TAMPA, Fla. (WFLA) — A disturbance in the Gulf of Mexico could bring heavy rainfall to Florida in the coming days, according to the National Hurricane Center.
The area of interest is over the south-central Gulf of Mexico. The NHC says it’s a surface trough and an upper-level disturbance that’s producing increased showers and thunderstorms.
The system is forecast to move slowly to the northeast in the coming days, over the central and northeastern Gulf.
Upper-level winds are not favorable for development right now but, according to the NHC, will become more conducive as the system nears the northern Gulf coast on Wednesday. That could lead to some limited tropical or subtropical cyclone development, forecasters say.
After the disturbance nears the Gulf coast Wednesday and Wednesday night, the NHC says it’s then expected to cross the southeastern United States before emerging off the coast later this week. Once it’s emerged off the coast, the NHC says some slight additional development will be possible.

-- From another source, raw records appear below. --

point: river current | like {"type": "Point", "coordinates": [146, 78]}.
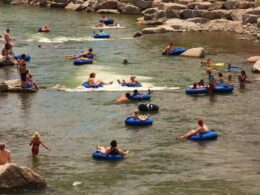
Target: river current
{"type": "Point", "coordinates": [73, 120]}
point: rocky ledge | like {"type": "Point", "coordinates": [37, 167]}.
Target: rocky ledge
{"type": "Point", "coordinates": [13, 177]}
{"type": "Point", "coordinates": [242, 17]}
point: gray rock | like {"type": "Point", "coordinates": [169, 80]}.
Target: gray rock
{"type": "Point", "coordinates": [131, 9]}
{"type": "Point", "coordinates": [188, 13]}
{"type": "Point", "coordinates": [13, 177]}
{"type": "Point", "coordinates": [249, 18]}
{"type": "Point", "coordinates": [73, 7]}
{"type": "Point", "coordinates": [108, 11]}
{"type": "Point", "coordinates": [110, 4]}
{"type": "Point", "coordinates": [198, 52]}
{"type": "Point", "coordinates": [143, 4]}
{"type": "Point", "coordinates": [231, 4]}
{"type": "Point", "coordinates": [256, 67]}
{"type": "Point", "coordinates": [198, 20]}
{"type": "Point", "coordinates": [199, 5]}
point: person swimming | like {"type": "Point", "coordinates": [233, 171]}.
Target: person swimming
{"type": "Point", "coordinates": [112, 149]}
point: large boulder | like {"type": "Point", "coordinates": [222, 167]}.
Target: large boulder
{"type": "Point", "coordinates": [231, 4]}
{"type": "Point", "coordinates": [3, 87]}
{"type": "Point", "coordinates": [110, 4]}
{"type": "Point", "coordinates": [73, 7]}
{"type": "Point", "coordinates": [198, 52]}
{"type": "Point", "coordinates": [108, 11]}
{"type": "Point", "coordinates": [188, 13]}
{"type": "Point", "coordinates": [256, 67]}
{"type": "Point", "coordinates": [157, 29]}
{"type": "Point", "coordinates": [217, 14]}
{"type": "Point", "coordinates": [249, 18]}
{"type": "Point", "coordinates": [13, 177]}
{"type": "Point", "coordinates": [131, 9]}
{"type": "Point", "coordinates": [198, 20]}
{"type": "Point", "coordinates": [180, 24]}
{"type": "Point", "coordinates": [143, 4]}
{"type": "Point", "coordinates": [199, 5]}
{"type": "Point", "coordinates": [253, 59]}
{"type": "Point", "coordinates": [175, 6]}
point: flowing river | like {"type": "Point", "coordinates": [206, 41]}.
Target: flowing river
{"type": "Point", "coordinates": [73, 120]}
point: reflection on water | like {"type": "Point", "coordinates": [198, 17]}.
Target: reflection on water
{"type": "Point", "coordinates": [73, 123]}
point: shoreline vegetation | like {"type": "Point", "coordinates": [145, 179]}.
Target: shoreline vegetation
{"type": "Point", "coordinates": [161, 16]}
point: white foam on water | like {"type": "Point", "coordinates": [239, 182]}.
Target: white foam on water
{"type": "Point", "coordinates": [103, 75]}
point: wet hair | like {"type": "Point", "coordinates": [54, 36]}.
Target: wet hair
{"type": "Point", "coordinates": [113, 143]}
{"type": "Point", "coordinates": [128, 95]}
{"type": "Point", "coordinates": [2, 146]}
{"type": "Point", "coordinates": [200, 122]}
{"type": "Point", "coordinates": [92, 75]}
{"type": "Point", "coordinates": [23, 56]}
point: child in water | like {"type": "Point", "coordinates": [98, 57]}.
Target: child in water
{"type": "Point", "coordinates": [36, 142]}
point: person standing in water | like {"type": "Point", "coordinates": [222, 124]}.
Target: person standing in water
{"type": "Point", "coordinates": [5, 154]}
{"type": "Point", "coordinates": [35, 143]}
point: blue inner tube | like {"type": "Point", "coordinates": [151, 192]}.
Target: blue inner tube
{"type": "Point", "coordinates": [201, 90]}
{"type": "Point", "coordinates": [135, 121]}
{"type": "Point", "coordinates": [86, 85]}
{"type": "Point", "coordinates": [107, 21]}
{"type": "Point", "coordinates": [82, 62]}
{"type": "Point", "coordinates": [177, 51]}
{"type": "Point", "coordinates": [234, 68]}
{"type": "Point", "coordinates": [131, 84]}
{"type": "Point", "coordinates": [19, 56]}
{"type": "Point", "coordinates": [102, 36]}
{"type": "Point", "coordinates": [222, 88]}
{"type": "Point", "coordinates": [208, 135]}
{"type": "Point", "coordinates": [102, 156]}
{"type": "Point", "coordinates": [144, 96]}
{"type": "Point", "coordinates": [148, 107]}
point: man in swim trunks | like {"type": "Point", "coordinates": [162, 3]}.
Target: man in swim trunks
{"type": "Point", "coordinates": [5, 154]}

As of 2 p.m. Tuesday, the system has been given a low 30 percent chance of development through 48 hours and a medium 40 percent formation chance through five days.
“Regardless of development, areas of heavy rainfall will be possible across portions of the Florida Panhandle and southern Georgia on Wednesday and Thursday with localized flooding possible,” the NHC said in a Tuesday afternoon outlook.
According to the National Weather Service for the Tampa Bay area, the main concern locally will be increasing rain chances and rip currents later in the week.